La pauvreté sévit en Israël
Alors pendant que Netanyahou fait planer la peur en stigmatisant le Hamas pour essayer de gagner les élections, il y a de plus en plus de misère en Israël et on peut bien dire que c'est en grande partie à lui qu'on le doit. Maintenant pour faire mieux passer la pillule, il copie sur Bush, il en appelle à la "compassion". Là, tout d'un coup, il pense aux plus démunis dont il s'est toujours foutu comme de l'an 40. Il préférait donner l'argent aux colons venus de Russie ou d'ailleurs lorsqu'il était Ministre des finances plutôt que de s'occuper des pauvres. Les pauvres, en ce temps-là, il ne les voyait pas. Il peut toujours se démener et raconter ses sornettes auxquelles plus personne ne croit, il perdra les élections. Mais nous ne nous faisons pas de soucis, il n'ira pas rejoindre les longues files d'attente à la soupe populaire avec tous les coups maffieux dont il s'est rendu coupable, il doit avoir le compte en banque bien garni.
Pour mieux comprendre le dangereux Bibi, Lire L'axe des fanatiques : Netanyahou et Ahmadinejad
Stratégie politique israélienne au Moyen-Orient
Seize familles israéliennes se partagent 20 % de la richesse nationale
A moins d’une semaine des élections législatives, les travaillistes se voient comme le partenaire principal de la coalition gouvernementale qu’Ehud Olmert formera après la victoire attendue de Kadima.

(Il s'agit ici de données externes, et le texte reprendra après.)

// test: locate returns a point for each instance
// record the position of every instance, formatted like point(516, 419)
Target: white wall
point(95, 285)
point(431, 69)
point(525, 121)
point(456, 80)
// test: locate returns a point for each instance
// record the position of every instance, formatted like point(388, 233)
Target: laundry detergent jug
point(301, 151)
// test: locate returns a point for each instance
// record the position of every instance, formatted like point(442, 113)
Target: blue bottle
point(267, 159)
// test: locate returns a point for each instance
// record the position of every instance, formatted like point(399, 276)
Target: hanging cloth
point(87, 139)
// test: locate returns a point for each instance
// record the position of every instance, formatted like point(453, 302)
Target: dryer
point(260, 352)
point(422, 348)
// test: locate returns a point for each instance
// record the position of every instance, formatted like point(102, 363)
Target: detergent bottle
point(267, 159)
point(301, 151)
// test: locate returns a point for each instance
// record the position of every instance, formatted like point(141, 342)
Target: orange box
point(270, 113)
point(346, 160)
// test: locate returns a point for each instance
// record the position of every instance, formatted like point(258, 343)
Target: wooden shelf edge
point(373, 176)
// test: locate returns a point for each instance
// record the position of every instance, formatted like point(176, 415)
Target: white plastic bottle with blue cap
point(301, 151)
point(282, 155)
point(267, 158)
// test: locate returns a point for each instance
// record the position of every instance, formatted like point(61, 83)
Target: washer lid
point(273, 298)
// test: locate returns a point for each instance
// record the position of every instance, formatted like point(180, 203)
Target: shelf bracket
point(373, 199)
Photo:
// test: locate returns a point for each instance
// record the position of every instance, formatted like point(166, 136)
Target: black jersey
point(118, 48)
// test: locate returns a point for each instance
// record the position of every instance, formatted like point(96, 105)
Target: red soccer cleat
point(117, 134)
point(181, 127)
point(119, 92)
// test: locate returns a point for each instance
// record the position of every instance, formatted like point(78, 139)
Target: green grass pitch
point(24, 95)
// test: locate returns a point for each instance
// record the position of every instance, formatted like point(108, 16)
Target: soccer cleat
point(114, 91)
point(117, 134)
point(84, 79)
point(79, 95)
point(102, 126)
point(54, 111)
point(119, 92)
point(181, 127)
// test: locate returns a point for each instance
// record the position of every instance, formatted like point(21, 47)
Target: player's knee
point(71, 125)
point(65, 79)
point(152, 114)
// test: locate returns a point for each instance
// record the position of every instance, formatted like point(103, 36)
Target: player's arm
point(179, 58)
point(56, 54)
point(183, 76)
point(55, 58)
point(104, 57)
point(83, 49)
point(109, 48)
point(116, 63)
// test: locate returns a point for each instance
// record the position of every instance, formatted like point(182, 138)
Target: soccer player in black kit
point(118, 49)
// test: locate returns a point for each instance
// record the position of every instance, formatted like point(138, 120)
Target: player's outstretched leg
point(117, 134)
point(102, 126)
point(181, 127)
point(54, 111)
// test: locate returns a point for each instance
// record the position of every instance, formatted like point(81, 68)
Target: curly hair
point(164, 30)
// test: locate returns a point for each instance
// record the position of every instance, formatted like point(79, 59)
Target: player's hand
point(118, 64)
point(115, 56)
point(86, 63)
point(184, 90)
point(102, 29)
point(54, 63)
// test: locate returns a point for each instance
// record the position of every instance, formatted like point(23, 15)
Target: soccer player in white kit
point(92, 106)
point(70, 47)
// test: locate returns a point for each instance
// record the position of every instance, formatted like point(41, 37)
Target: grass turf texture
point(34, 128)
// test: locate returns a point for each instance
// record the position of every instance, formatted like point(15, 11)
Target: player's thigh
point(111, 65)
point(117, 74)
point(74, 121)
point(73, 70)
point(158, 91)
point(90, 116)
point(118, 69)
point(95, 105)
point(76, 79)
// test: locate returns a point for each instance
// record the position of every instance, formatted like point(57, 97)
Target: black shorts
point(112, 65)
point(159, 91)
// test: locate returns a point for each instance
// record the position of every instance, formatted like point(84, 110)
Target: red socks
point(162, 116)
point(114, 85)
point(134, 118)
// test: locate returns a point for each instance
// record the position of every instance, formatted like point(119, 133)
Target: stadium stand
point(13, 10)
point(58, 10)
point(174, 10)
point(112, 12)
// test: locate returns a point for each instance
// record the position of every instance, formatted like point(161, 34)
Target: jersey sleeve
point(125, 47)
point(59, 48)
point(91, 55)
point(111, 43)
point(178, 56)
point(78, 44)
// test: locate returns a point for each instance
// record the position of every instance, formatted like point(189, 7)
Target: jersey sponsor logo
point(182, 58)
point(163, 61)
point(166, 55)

Les files d’attente devant les soupes populaires sont devenues banales, en Israël, où un habitant sur cinq vit sous le seuil de la pauvreté, avec environ 400 dollars mensuels. Pas moins de 8 % des foyers sont en situation d’urgence pour leur alimentation de base. Dans le même temps, les revenus des plus favorisés sont douze fois plus élevés que ceux des plus mal lotis, et le salaire mensuel minimum garanti est de 767 dollars seulement. Un écart sans équivalent dans le monde occidental, hormis aux Etats-Unis. Et cela, alors que seize familles se partagent 20 % de la richesse nationale.
C’est en partie le résultat de la sévère politique néolibérale de l’ex-ministre des Finances, Benjamin Netanyahou, chef du parti Likoud (droite). Privatisations, suppressions ou réduction drastique des budgets sociaux ont rempli les caisses de l’Etat et ramené la croissance puisque le produit intérieur brut a atteint 5,2 % en 2005 et que les investissements étrangers ont atteint 9 milliards de dollars. Mais, les plus fragiles -nouveaux immigrants, familles monoparentales, juifs orthodoxes, personnes du 3e âge, minorité arabe- en ont payé le prix et l’injustice est devenue criante. A tel point que Benjamin Netanyahou appelle désormais à « la compassion ».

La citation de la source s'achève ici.